Les victimes du néo-nazisme tombent au fil des années sans qu'on les relie entre elles. James Dindoyal, Brahim Bouarram, Clément Méric, François Chenu ne sont que les victimes de "groupuscules de bras cassés".
Les ratonnés, les tabassés, les agresséEs , toutes celles et ceux dont les restaurants, les locaux, les lieux de cultes, les hébergements sont incendiés, comptent peu, car on ne les compte jamais qu'une par une.
Quant aux jeunes néo-nazis, on ne demandera à personne de les plaindre. Mais on est pas forcés de les déshumaniser: on est en droit de se demander ce qu'aurait pu ne pas devenir Jérémy Mourain, qui n'a même pas trente ans et a commencé sa carrière jeune mineur. Il n'y avait aucune fatalité à ce qu'il croise les bars et les Maisons Identitaires, aucune fatalité à ce qu'il fantasme sur un Serge Ayoub à la parade depuis trente ans, aucune fatalité à ce que personne , à un moment donné, ne se préoccupe du fait que des jeunes gens en soient à monter des organisations armées dont le nom renvoie à ceux des suprémacistes blancs américains, dont les meurtres sont innombrables. Il n'y avait aucune fatalité non plus à ce qu'un barbouze comme Claude Hermant puisse vendre des armes qui allaient tuer les victimes d'un attentat antisémite tout en tenant une friterie où l'on apprenait à ratonner.
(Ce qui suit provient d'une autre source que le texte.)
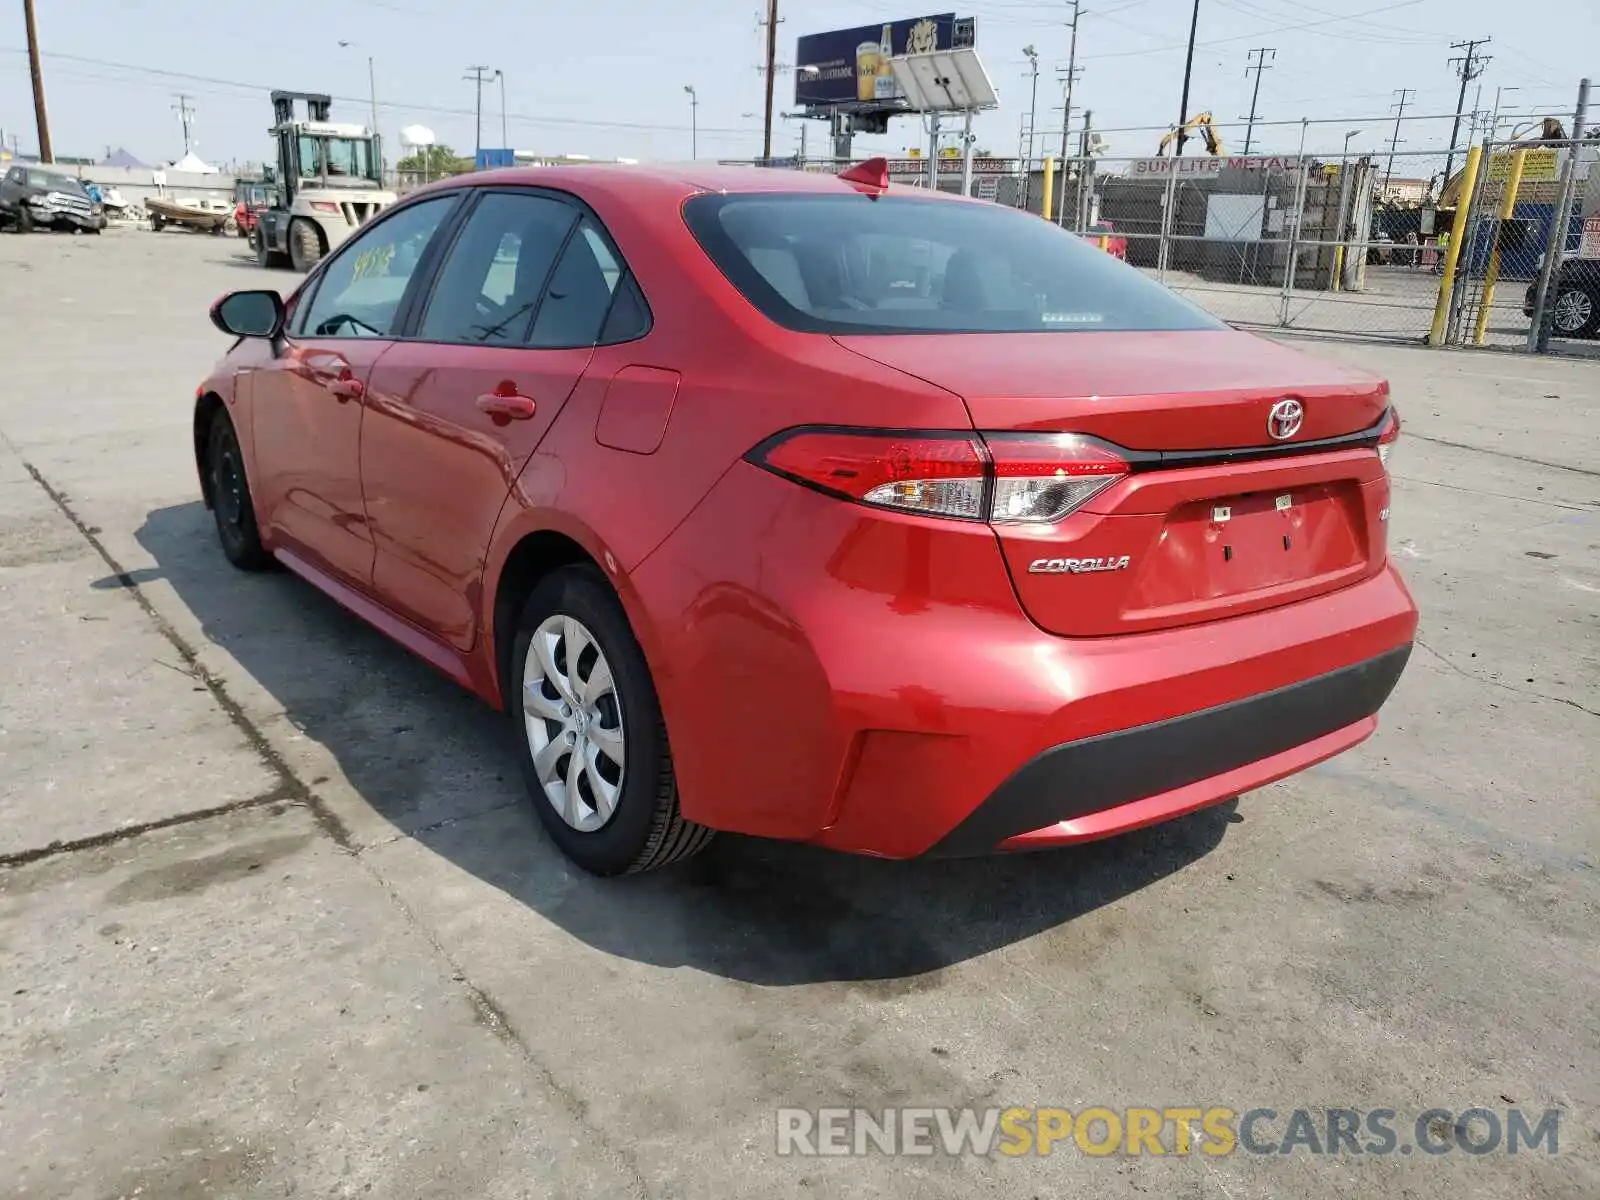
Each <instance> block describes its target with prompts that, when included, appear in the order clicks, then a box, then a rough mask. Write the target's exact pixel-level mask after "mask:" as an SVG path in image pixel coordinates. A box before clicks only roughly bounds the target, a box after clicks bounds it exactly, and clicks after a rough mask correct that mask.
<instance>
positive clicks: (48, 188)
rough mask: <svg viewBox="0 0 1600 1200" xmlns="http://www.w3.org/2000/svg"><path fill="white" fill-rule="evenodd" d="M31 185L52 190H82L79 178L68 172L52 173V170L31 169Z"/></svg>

Seulement, à l'heure où la "déradicalisation" est devenue le mot à la mode, force est de constater que la radicalité néo-nazie est en France un élément du décor très bien toléré.
Et le verdict du procès du White Wolf Klan le démontre une fois de plus.
Et le verdict du procès du White Wolf Klan le démontre une fois de plus.
Forcément , nous sommes dans un pays où la candidate qui arrive en tête des sondages a parmi ses bras droits un vétéran d'un groupe mythique du néo-nazisme, le GUD.
Naturellement, aucun article de presse ne mêlera les noms d'Axel Loustau, de Frédéric Châtillon et de Jérémy Mourain. Les premiers sont les alliés d'une extrême-droite devenue respectable, le second fait partie des soldats perdus sacrifiés sans y penser. Un "nazillon", ça ne compte pas. Ses victimes non plus.Jérémy Mourain a donc été condamné à neuf ans de prison, c'est le seul mandat de dépôt prononcé à l'audience. Serge Ayoub est relaxé une nouvelle fois, libre d'aller créer d'autres groupes armés, d'enrôler d'autres jeunes nazis.